For the week following the chase of the gamecock, and the tragic death of our fine stock bird, I was quite closely confined to the office with an epidemic of legal business that broke. loose. It seemed as if almost every third man I met was tormented with an unconquerable desire to quarrel about a right of way, to institute criminal proceedings for the collection of a civil claim, or to file a libel for divorce on untenable grounds.
This tried me severely, for while such business is seldom remunerative, and needs to be sorted out with the greatest care, the legal transaction of the best of it, to say the least, adds nothing to one's reputation either as a lawyer or a gentleman, which terms should be, but are not always, synonymous.
I stepped on the edge of a large deep tin pan
Again, clients in such classes of business know so much more than their legal advisers, and are so tenacious of their opinions, that in many cases it is almost impossible to get rid of them without resorting to violence.

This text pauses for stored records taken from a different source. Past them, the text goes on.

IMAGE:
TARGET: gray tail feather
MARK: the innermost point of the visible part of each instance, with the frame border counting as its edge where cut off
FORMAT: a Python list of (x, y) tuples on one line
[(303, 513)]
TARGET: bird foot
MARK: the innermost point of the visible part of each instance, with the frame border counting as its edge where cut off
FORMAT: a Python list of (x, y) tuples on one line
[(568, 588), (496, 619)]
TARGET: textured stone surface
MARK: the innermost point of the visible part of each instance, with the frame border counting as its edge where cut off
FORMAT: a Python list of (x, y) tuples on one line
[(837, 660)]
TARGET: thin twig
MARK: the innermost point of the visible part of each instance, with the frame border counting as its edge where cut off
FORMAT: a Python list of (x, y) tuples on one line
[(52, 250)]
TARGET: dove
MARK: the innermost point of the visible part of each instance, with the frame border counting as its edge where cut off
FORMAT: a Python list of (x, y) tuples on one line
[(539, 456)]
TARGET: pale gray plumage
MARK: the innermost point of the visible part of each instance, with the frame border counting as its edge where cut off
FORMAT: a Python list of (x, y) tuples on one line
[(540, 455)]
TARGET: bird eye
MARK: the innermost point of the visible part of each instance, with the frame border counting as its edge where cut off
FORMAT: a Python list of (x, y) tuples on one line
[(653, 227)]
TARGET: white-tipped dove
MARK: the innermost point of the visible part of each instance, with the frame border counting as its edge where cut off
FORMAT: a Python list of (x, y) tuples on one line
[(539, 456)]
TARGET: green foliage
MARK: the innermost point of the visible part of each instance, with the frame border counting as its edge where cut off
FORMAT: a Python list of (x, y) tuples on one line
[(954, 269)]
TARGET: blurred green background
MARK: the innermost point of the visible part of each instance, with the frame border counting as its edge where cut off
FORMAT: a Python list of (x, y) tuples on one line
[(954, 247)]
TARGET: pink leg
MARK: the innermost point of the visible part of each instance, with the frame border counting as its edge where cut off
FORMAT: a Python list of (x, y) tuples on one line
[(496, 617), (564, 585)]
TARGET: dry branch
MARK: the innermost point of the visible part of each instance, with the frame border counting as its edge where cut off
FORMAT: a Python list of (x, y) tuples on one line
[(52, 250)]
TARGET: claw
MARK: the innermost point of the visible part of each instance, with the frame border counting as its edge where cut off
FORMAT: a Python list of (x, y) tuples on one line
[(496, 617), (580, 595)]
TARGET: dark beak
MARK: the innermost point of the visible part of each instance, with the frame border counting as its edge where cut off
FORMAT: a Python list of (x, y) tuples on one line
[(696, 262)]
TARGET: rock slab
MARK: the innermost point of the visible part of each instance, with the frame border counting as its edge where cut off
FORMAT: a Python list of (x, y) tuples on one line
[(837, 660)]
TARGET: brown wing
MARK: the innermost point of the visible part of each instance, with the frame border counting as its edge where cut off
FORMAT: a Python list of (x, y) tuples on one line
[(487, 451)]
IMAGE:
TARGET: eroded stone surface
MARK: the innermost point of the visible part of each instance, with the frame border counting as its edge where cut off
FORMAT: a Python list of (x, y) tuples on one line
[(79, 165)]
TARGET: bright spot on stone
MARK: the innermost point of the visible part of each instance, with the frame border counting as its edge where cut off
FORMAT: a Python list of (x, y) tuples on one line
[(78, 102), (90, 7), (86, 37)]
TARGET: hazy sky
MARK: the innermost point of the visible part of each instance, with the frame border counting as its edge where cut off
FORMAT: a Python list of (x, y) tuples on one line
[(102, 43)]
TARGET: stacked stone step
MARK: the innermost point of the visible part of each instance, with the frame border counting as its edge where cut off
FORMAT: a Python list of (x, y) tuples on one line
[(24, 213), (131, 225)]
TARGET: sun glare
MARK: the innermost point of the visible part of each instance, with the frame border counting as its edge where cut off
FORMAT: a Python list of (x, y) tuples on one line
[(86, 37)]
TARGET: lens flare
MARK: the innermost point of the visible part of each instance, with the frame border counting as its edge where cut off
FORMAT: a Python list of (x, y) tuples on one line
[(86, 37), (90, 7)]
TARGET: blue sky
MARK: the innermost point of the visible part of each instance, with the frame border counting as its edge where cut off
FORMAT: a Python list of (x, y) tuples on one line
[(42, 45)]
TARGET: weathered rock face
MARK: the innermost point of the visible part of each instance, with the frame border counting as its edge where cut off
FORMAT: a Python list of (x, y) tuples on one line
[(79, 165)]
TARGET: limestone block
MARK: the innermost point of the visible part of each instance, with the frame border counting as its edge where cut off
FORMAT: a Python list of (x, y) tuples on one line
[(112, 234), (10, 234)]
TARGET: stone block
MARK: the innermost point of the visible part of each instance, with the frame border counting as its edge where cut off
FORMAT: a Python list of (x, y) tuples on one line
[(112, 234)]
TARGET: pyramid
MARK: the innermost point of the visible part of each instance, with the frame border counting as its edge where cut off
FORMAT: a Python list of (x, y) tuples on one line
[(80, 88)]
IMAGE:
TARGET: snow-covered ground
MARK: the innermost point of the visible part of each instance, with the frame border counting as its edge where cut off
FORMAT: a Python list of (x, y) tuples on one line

And so, at the end of the next week I was just yearning for a taste of the farm, and for a chance to put to the test some of the theories I had been forming in regard to the proper development of my stock and the bringing my farm up to the standard set by government publications of the Agricultural Department. I had studied faithfully the various poultry books and magazines, and felt that I could at once detect that grim destroyer, roup, the moment I saw it; and for several days I had, when feeding and watering my fowls, looked them over with considerable trepidation, fearful of the dread scourge, and yet determined if necessary to kill, burn, and reduce to infinite nothingness any unfortunate fowls that might be attacked, and even prepared to go to the extreme length of burning the hencoop.
I also learned with profound regret that there was no known remedy for fatty degeneration of the liver, or tumors in the gizzard, but that pip could be cured by certain preparations to be procured only of the advertiser; that gapes and cholera could be promptly cured by explicitly following certain directions sent by mail, "Enclose twenty-five cents in stamps," which I did, and received "specific directions" to kill the affected specimens at once; that bumble-foot could be also effectually remedied by cutting open the foot and rubbing in a preparation, the ingredients of which could be obtained only of the advertiser; that this remedy was the result of years of study at the expense of thousands of dollars.
I also learned that there were thirty or forty "best" remedies for vermin, fifteen or twenty "only" remedies for vermin, and at least a dozen "best and only" remedies for vermin. Indeed, so much was said of the ravages of vermin that I felt quite crawly every time I finished a poultry magazine.